McCain’s Health/Tax Plan Scrutinized

The Dallas Morning News has a look at McCain’s proposal to tax employer health benefits as income. It’s just the start of the publicity this will get, I think. It’s also the kind of thing that can turn an election.

North Texas employers are not saying they would drop employee coverage altogether if Mr. McCain’s plan were enacted.

But some do say the plan, which Mr. McCain detailed in July, would encourage young and healthy workers to forgo company coverage, purchasing insurance on their own rather than paying income taxes on the benefit. That would leave employers with only the costly sick workers to insure.

And that, they said, could eventually lead to the death of company-provided health plans.

Health care economics is an almost impenetrable morass, but the debate starts with risk pools. You need healthy people in the pool to balance out the costs paying for the sick.

Bob Queyrouze, who oversees benefits for 1,200 workers at the Federal Reserve Bank of Dallas, calls Mr. McCain’s plan “radical.” “Long term, it would be destructive to the system,” Mr. Queyrouze said.

He adds that he doesn’t think the health insurance industry could respond quickly enough to handle a large influx of individuals looking to buy their own, more affordable policies.

I’m not exactly seeing that myself. These companies are bureaucratic. They don’t turn on a dime.

McCain supporters say the tax credits were intentionally set lower than the amount typically spent on employer-provided health plans. That is to encourage individuals as well as employers to shop for less expensive policies, said John Goodman, president of the Dallas-based National Center for Policy Analysis, a conservative think tank, and a health policy adviser to Mr. McCain’s campaign.

This would help rein in the nation’s ballooning health care costs, Mr. Goodman argued.

Some of the inflation in the health care market clearly is happening because too much money is chasing too few services.

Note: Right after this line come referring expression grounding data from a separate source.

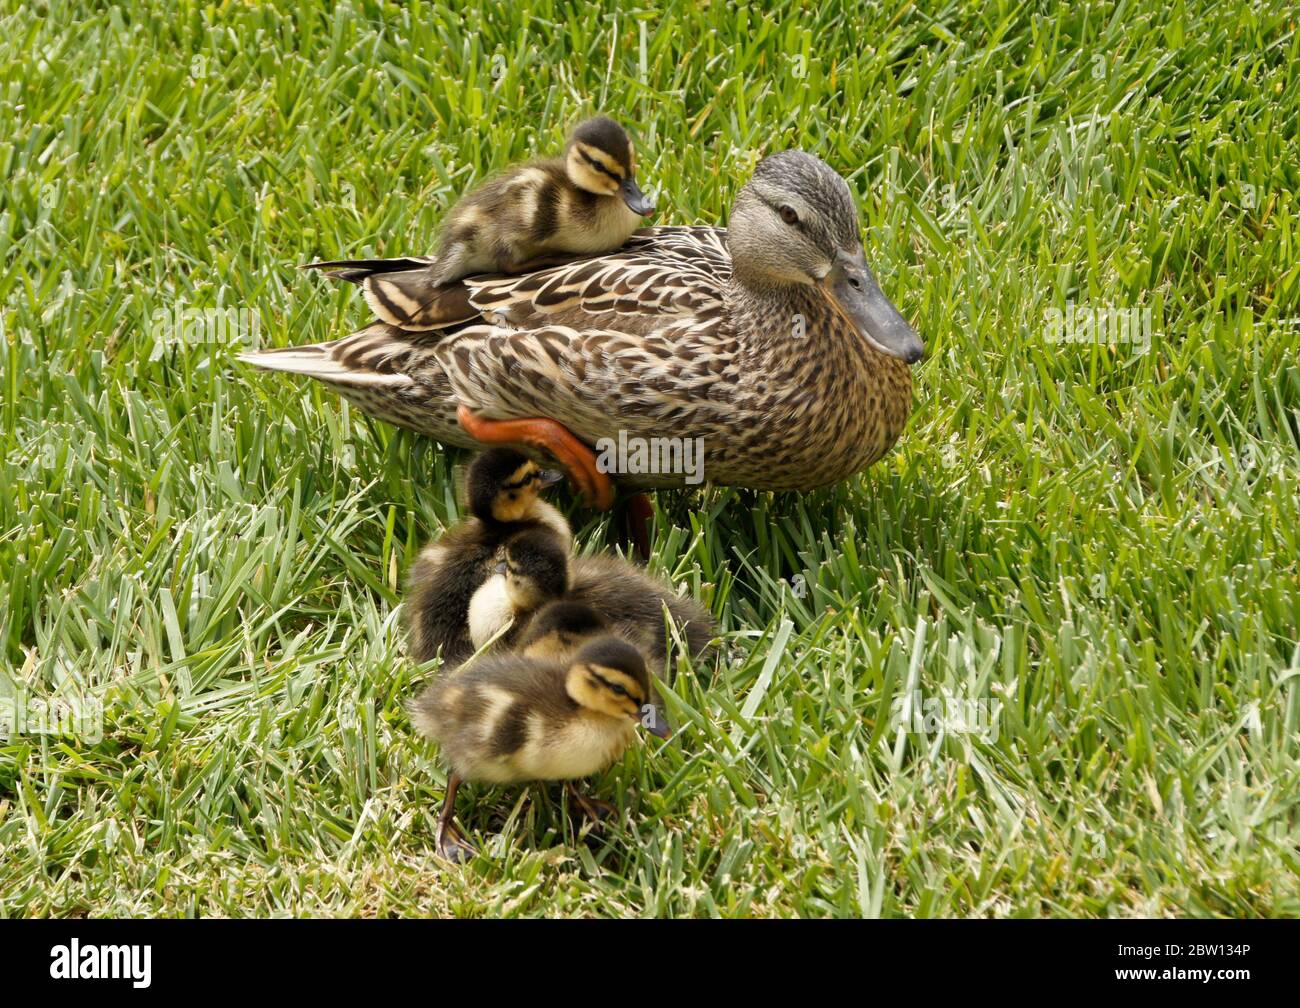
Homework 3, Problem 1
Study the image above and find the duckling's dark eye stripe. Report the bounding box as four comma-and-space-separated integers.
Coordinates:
501, 474, 535, 490
590, 671, 637, 700
580, 151, 622, 181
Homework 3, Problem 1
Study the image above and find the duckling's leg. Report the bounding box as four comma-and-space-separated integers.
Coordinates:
457, 405, 615, 509
436, 773, 477, 863
565, 781, 617, 825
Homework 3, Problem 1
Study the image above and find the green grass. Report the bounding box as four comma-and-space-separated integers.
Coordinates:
1, 0, 1298, 917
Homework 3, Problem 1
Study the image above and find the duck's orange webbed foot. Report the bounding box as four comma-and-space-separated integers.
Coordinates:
457, 405, 615, 510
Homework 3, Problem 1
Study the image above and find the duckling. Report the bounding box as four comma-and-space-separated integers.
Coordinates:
517, 599, 613, 661
519, 599, 675, 739
409, 635, 670, 862
334, 117, 654, 329
405, 448, 566, 668
566, 553, 716, 670
465, 523, 571, 650
470, 500, 715, 669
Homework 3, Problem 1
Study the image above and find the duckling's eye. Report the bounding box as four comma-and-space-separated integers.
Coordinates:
779, 205, 799, 226
610, 684, 629, 699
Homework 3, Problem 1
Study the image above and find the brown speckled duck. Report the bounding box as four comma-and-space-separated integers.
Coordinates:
241, 151, 922, 509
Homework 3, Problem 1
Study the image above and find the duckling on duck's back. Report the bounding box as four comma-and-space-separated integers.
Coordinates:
326, 116, 654, 330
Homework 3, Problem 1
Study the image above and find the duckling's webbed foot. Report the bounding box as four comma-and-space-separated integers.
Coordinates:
437, 820, 476, 863
457, 405, 615, 509
436, 773, 477, 863
565, 781, 618, 826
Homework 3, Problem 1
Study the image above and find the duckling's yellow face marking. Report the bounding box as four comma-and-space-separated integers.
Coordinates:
565, 663, 647, 721
567, 143, 624, 196
490, 462, 544, 522
523, 631, 580, 662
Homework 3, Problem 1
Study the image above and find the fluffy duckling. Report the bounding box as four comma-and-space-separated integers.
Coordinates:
474, 503, 716, 669
566, 553, 716, 670
517, 599, 613, 661
405, 448, 567, 668
519, 599, 674, 739
344, 117, 654, 328
409, 634, 669, 862
432, 116, 654, 281
466, 524, 570, 650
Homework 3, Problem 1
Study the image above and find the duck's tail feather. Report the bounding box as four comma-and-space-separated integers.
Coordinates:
301, 256, 436, 283
301, 255, 478, 331
238, 329, 414, 389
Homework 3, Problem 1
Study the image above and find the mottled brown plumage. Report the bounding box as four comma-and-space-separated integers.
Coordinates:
242, 151, 921, 493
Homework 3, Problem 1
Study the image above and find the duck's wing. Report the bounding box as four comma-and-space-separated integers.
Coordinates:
465, 226, 730, 329
244, 227, 737, 445
302, 227, 729, 332
433, 228, 739, 436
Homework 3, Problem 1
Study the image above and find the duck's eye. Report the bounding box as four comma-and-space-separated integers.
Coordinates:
779, 205, 799, 226
610, 684, 629, 699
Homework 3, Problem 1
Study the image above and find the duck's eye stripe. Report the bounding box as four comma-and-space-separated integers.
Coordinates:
592, 672, 628, 696
766, 200, 804, 229
581, 151, 621, 180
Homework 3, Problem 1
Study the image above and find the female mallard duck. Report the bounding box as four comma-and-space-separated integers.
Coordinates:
405, 448, 567, 668
409, 632, 669, 861
242, 150, 922, 509
310, 116, 654, 320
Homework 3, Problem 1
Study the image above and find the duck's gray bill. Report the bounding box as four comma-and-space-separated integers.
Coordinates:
620, 177, 655, 217
824, 250, 924, 364
537, 469, 565, 488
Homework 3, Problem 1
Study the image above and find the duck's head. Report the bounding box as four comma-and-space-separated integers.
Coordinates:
495, 526, 570, 612
564, 637, 670, 738
519, 600, 611, 660
466, 448, 564, 525
727, 150, 923, 365
565, 116, 656, 218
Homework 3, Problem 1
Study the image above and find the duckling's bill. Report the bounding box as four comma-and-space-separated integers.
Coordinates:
620, 177, 655, 217
640, 702, 672, 739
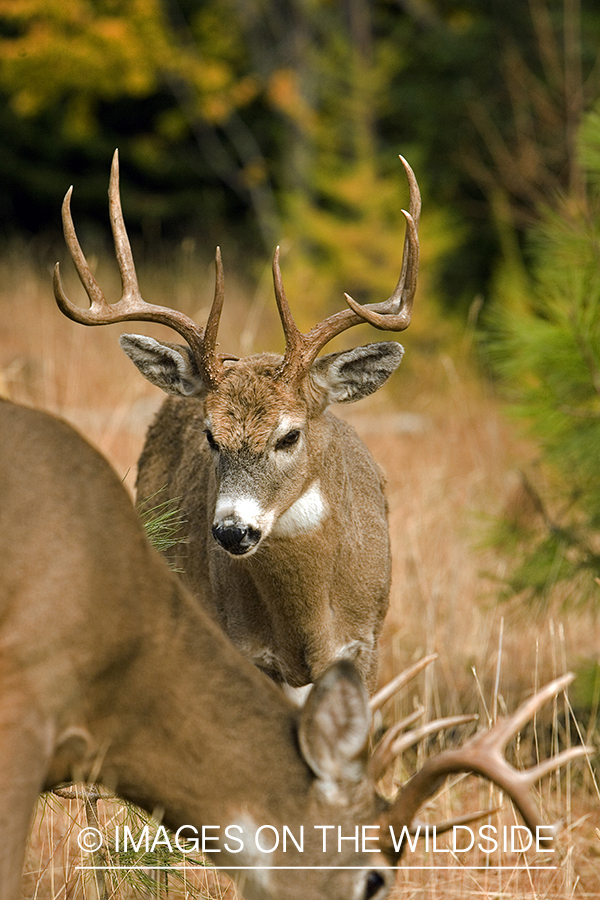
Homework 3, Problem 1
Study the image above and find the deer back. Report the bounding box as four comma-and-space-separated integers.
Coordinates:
0, 398, 393, 900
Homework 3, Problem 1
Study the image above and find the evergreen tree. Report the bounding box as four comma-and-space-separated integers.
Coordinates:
486, 106, 600, 609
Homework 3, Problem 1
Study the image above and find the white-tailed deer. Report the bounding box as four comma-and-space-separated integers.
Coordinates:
0, 397, 590, 900
53, 150, 420, 692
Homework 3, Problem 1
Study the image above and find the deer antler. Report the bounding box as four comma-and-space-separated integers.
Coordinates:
371, 712, 478, 782
370, 653, 437, 714
369, 654, 477, 783
378, 673, 592, 852
53, 150, 225, 388
55, 151, 419, 389
273, 154, 421, 382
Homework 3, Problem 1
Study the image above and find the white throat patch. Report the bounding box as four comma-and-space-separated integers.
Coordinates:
271, 481, 328, 538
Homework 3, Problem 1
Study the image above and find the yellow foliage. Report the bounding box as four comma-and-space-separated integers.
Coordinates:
0, 0, 256, 124
241, 159, 268, 189
61, 94, 99, 141
267, 68, 318, 134
231, 74, 259, 108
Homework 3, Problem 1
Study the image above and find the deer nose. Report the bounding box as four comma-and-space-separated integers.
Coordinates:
212, 523, 262, 555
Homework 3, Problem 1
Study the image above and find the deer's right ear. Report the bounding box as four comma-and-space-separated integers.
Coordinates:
119, 334, 208, 398
298, 660, 370, 789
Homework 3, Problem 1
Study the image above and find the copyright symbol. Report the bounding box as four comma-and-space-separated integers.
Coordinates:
78, 827, 103, 853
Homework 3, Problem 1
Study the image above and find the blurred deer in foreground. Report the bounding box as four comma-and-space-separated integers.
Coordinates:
53, 150, 420, 693
0, 397, 590, 900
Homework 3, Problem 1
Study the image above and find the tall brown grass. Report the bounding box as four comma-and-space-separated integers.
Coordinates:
1, 248, 598, 899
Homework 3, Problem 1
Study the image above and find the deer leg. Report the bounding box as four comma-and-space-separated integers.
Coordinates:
0, 698, 52, 900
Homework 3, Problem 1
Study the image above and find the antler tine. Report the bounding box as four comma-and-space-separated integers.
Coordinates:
108, 148, 141, 305
385, 714, 478, 766
53, 185, 111, 320
198, 247, 226, 387
371, 707, 425, 781
371, 712, 476, 782
276, 154, 421, 382
53, 150, 222, 384
370, 653, 438, 713
379, 673, 593, 845
479, 673, 575, 747
273, 245, 303, 358
345, 154, 422, 329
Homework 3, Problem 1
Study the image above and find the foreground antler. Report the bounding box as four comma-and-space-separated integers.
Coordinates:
370, 653, 437, 713
53, 150, 225, 387
273, 154, 421, 381
369, 655, 478, 783
377, 672, 591, 857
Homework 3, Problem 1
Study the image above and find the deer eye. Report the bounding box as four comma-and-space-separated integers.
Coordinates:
363, 870, 386, 900
275, 429, 300, 450
204, 429, 219, 451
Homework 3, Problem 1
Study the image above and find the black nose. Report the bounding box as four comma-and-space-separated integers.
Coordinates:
212, 523, 262, 555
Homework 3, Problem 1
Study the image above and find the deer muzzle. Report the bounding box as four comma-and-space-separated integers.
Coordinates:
211, 521, 262, 555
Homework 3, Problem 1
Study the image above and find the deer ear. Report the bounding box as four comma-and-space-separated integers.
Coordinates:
298, 660, 370, 787
119, 334, 208, 398
309, 341, 404, 406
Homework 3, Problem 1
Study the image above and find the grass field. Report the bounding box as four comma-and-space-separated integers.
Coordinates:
1, 246, 598, 898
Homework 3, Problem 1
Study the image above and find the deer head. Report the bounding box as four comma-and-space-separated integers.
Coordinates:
53, 150, 419, 557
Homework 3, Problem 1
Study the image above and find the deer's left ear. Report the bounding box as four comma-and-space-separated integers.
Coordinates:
298, 660, 370, 788
119, 334, 209, 398
309, 342, 403, 406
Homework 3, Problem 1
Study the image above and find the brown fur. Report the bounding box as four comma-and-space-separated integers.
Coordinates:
0, 398, 398, 900
54, 150, 415, 695
135, 353, 392, 690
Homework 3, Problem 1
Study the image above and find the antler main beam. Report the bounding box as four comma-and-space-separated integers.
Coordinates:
273, 154, 421, 382
53, 150, 225, 388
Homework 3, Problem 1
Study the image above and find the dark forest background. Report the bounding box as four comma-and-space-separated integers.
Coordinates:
3, 0, 600, 606
1, 0, 598, 306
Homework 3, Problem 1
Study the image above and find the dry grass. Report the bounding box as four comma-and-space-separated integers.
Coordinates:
23, 792, 239, 900
1, 249, 598, 899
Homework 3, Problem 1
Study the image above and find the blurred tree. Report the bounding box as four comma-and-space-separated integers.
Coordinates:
484, 104, 600, 609
0, 0, 599, 318
262, 0, 431, 327
377, 0, 600, 308
0, 0, 275, 251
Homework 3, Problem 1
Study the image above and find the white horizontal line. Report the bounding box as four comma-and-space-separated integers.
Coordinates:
76, 865, 558, 871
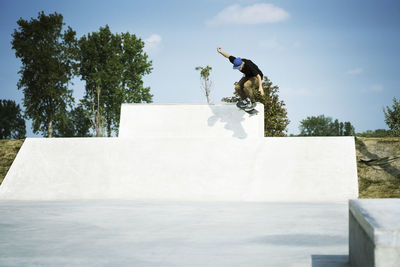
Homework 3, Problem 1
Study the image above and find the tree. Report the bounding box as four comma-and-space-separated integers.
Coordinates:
78, 25, 153, 137
299, 115, 333, 136
53, 104, 91, 137
332, 119, 340, 136
299, 115, 355, 136
383, 97, 400, 136
11, 11, 77, 137
0, 100, 26, 139
222, 76, 290, 136
195, 65, 212, 104
339, 122, 344, 136
344, 121, 355, 136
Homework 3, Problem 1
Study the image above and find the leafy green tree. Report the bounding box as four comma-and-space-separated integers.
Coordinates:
222, 76, 290, 136
11, 11, 77, 137
78, 25, 152, 137
339, 122, 344, 136
195, 65, 212, 104
344, 121, 355, 136
383, 97, 400, 136
332, 119, 340, 136
299, 115, 333, 136
299, 115, 355, 136
0, 100, 26, 139
53, 104, 91, 137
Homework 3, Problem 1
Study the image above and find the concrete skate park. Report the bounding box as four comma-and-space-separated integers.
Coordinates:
0, 104, 399, 266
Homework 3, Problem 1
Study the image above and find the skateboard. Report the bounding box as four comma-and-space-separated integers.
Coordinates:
236, 101, 259, 116
245, 108, 259, 116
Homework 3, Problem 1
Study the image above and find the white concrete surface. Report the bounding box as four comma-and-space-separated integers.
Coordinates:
0, 137, 358, 201
349, 199, 400, 267
119, 104, 264, 139
0, 200, 350, 267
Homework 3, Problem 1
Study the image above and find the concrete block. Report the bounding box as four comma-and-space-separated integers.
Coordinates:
349, 199, 400, 267
0, 137, 358, 201
119, 103, 264, 139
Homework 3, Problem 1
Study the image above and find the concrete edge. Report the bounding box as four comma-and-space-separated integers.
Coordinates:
349, 199, 375, 244
121, 103, 264, 106
350, 137, 360, 198
349, 199, 400, 247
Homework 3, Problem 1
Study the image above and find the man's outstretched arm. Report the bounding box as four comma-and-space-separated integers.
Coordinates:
217, 46, 230, 58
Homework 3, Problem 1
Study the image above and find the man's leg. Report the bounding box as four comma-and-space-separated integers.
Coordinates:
243, 77, 259, 102
235, 77, 251, 108
243, 77, 259, 109
235, 77, 248, 100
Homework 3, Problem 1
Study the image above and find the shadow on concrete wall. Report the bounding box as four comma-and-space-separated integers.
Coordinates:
356, 138, 400, 179
207, 104, 248, 139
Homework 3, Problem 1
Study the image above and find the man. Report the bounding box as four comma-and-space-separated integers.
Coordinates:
217, 46, 264, 110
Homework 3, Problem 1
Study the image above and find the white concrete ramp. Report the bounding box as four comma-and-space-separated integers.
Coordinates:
0, 104, 358, 201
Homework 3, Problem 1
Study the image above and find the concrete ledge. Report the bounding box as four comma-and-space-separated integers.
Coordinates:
349, 199, 400, 267
119, 103, 265, 139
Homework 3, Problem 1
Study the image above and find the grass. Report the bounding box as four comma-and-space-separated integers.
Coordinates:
0, 139, 24, 185
0, 138, 399, 198
355, 137, 400, 198
358, 178, 400, 198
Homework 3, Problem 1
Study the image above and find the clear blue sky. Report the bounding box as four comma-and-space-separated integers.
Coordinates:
1, 0, 399, 136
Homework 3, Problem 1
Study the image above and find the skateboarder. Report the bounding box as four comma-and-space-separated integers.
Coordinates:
217, 46, 264, 111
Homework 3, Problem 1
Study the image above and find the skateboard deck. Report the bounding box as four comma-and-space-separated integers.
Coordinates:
245, 108, 258, 116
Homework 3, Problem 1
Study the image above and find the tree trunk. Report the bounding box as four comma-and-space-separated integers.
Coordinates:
205, 80, 211, 104
94, 85, 105, 137
205, 87, 210, 104
48, 120, 53, 138
107, 118, 111, 137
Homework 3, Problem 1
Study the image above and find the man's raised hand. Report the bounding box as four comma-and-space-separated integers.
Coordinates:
217, 46, 230, 58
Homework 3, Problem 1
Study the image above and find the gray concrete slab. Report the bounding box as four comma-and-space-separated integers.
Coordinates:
0, 201, 350, 266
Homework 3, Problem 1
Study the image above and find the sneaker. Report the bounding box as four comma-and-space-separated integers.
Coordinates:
244, 101, 257, 111
236, 99, 248, 109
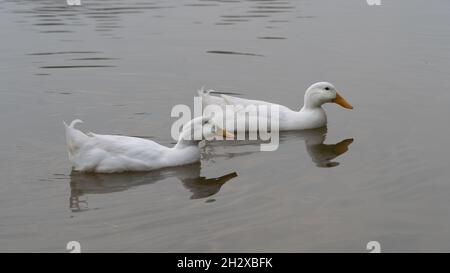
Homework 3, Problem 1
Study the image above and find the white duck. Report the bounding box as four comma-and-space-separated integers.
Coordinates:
199, 82, 353, 131
63, 116, 232, 173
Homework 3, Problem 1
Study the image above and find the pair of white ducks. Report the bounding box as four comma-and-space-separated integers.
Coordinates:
65, 82, 353, 173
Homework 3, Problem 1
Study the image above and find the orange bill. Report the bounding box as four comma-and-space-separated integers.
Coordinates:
217, 128, 234, 139
333, 138, 354, 156
332, 92, 353, 109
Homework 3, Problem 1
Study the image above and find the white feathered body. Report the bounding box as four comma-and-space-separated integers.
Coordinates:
200, 91, 327, 131
64, 120, 200, 173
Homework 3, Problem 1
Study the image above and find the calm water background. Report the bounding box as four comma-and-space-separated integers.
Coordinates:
1, 0, 450, 252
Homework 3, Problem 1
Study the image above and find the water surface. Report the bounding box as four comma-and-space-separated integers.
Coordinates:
1, 0, 450, 252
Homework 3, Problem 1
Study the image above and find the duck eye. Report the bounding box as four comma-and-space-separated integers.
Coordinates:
324, 87, 330, 91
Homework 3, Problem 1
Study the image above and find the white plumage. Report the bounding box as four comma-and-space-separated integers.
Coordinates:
199, 82, 353, 131
63, 116, 225, 173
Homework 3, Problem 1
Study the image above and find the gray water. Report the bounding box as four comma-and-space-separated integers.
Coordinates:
1, 0, 450, 252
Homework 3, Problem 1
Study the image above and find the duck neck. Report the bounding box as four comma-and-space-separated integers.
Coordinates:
300, 97, 326, 112
295, 105, 327, 129
168, 138, 202, 166
174, 135, 202, 150
301, 97, 324, 110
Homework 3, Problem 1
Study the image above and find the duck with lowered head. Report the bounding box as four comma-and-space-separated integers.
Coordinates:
63, 116, 232, 173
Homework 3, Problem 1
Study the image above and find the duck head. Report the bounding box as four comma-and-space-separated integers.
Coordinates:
202, 122, 234, 140
303, 82, 353, 110
178, 115, 234, 145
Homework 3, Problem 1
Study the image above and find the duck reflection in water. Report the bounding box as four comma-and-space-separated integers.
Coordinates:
289, 127, 353, 168
69, 163, 237, 212
203, 126, 353, 168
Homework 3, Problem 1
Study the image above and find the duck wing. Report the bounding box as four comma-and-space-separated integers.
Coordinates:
220, 94, 294, 115
220, 94, 275, 108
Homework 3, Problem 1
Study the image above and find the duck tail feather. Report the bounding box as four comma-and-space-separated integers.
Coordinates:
63, 119, 87, 162
197, 86, 212, 96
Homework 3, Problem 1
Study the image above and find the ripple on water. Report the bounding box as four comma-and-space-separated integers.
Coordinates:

But only some, and while I get the theory, in practice there’d be a lot of short- and medium-term pain as people go through the transition.

The tax credit “would not subsidize bells and whistles [marriage counseling, acupuncture, etc.] as the current system does,” Mr. Goodman said in an e-mail.

I don’t know what kind of health plan this guy has, but mine doesn’t cover any of that.

Lawrence Louie, a 40-year-old Plano telecommunications worker, is one of those. He doubts the McCain tax credit will be large enough to buy insurance on the open market for himself and his wife.

“Basically, I would be forced to choose between paying the increased taxes [on the company-paid premium], or pay at least $4,000 out-of-pocket per year for private insurance, after adjusting for the value of the tax credit,” he said.

“Anyone with good insurance is not going to find this acceptable.”